A study led by Yale researchers in the US revealed that babies less than one year old can tell the difference between helpful and unhelpful social types and show a preference for the former.

The study was the work of Kiley Hamlin, a graduate student at Yale University in New Haven, Connecticut, and colleagues, and is published in the 22nd November issue of the journal Nature.

The researchers showed that babies aged 6 months and 10 months who observed a puppet show could tell the difference between the helpful and unhelpful character, even though the events did not affect them directly.

After watching the show, the babies showed a preference for the character that helped one of the puppets who was trying to climb a hill, and did not show a preference for the character that behaved unhelpfully by hindering the progress of the climber.

Hamlin said that:

“We knew that babies were socially skilled, but we weren’t aware that they were so skilled that they could track people by their behavioural tendencies; how they might treat someone else.”
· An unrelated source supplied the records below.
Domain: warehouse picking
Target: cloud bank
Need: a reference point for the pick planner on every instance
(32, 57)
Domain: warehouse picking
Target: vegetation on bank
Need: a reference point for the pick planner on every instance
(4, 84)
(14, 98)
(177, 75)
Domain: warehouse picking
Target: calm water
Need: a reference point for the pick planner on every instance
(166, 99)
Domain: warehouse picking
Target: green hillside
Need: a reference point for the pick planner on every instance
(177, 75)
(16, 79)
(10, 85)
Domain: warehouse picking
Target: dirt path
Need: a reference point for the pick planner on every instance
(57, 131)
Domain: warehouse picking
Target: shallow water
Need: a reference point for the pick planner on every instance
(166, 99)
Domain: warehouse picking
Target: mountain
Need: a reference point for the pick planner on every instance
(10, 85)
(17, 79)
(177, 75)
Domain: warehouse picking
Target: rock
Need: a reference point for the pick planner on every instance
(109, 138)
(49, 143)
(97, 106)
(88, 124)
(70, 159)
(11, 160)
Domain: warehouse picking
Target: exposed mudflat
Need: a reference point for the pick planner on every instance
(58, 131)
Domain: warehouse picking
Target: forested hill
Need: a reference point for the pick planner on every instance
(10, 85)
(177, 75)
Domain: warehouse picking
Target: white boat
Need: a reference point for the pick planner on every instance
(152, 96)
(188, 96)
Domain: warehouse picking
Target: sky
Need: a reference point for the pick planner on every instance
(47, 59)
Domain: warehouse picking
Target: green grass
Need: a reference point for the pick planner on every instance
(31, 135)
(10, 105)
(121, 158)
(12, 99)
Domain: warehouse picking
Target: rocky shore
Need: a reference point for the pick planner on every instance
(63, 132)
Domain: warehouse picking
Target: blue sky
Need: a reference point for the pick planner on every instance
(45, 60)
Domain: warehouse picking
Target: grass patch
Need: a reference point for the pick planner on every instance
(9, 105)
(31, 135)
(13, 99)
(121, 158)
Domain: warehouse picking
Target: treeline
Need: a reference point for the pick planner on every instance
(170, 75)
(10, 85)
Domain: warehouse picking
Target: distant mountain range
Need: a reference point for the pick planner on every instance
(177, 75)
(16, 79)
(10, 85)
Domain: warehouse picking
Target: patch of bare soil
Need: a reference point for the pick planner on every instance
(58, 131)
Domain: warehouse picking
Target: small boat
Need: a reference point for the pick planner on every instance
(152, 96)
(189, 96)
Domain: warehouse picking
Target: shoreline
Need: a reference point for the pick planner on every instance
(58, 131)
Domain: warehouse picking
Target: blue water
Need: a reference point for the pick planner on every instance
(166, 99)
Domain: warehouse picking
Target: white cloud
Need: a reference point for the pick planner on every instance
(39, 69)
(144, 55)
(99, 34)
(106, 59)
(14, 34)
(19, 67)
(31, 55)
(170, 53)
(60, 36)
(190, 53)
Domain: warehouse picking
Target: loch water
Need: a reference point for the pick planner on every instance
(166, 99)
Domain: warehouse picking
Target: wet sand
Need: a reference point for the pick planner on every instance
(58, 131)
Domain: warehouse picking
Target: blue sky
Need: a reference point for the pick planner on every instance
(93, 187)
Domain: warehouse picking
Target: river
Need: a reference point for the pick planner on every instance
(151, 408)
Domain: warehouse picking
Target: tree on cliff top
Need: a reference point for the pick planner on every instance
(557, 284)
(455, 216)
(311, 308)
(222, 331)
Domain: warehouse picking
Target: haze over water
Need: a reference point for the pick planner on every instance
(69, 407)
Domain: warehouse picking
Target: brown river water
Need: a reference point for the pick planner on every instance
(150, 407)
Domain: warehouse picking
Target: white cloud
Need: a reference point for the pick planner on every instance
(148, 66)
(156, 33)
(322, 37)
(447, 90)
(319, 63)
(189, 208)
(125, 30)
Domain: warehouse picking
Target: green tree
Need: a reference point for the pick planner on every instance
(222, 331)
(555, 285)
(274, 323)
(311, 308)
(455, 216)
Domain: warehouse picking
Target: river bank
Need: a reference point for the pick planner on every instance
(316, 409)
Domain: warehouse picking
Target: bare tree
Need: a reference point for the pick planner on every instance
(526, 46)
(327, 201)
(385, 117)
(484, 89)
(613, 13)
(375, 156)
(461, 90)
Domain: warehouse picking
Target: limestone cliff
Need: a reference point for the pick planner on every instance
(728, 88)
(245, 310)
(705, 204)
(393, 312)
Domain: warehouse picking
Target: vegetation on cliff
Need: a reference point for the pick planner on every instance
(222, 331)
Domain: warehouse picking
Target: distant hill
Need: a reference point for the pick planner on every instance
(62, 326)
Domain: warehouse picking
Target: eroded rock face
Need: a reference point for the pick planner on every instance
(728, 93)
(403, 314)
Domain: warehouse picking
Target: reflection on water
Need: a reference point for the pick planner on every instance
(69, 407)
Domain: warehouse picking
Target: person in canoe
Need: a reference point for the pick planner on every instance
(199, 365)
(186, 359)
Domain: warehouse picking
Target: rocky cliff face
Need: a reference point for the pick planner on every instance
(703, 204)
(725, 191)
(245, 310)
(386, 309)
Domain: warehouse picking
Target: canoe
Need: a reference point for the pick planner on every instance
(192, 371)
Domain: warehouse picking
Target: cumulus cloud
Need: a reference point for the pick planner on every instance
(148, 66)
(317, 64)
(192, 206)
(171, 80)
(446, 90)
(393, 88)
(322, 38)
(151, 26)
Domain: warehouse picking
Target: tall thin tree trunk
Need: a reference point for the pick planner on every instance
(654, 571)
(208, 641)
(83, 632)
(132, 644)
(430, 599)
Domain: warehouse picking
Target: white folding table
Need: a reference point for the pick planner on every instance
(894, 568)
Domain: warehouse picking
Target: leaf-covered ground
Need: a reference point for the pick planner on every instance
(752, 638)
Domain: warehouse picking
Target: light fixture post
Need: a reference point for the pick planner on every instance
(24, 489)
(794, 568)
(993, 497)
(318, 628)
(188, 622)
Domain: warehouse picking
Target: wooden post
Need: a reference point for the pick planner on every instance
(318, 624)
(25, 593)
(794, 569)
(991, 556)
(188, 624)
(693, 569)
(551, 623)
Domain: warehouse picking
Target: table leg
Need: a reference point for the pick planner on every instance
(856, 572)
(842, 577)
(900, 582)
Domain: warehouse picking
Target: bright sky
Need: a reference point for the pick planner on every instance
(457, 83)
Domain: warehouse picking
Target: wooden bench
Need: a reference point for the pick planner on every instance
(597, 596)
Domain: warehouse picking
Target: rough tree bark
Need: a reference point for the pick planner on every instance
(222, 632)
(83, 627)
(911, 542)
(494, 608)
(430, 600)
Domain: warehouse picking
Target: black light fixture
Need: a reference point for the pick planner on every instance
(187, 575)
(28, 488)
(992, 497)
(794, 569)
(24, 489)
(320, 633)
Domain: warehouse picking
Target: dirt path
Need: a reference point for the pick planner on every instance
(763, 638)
The babies watched a puppet show where a coloured round wooden block with “googly eyes” tried to climb a steep hill with little success. There were two scenes: one where the climber puppet was helped by another “good Samaritan” puppet who gave him a friendly push up the hill, and another where an “evil” puppet shoved the climber down the hill.

After the puppet show that babies were given the opportunity to reach out for either the helpful puppet or the unhelpful puppet. Nearly all the babies reached for the helpful puppet. The researchers said this suggested that at least the babies were able to distinguish between the puppets. They also showed “some tendency towards the positive helper,” said Hamlin, who added that:

“We were shocked by the strength of the responses. We thought infants would be sensitive to the behaviour of others, but didn’t anticipate the extent of this.”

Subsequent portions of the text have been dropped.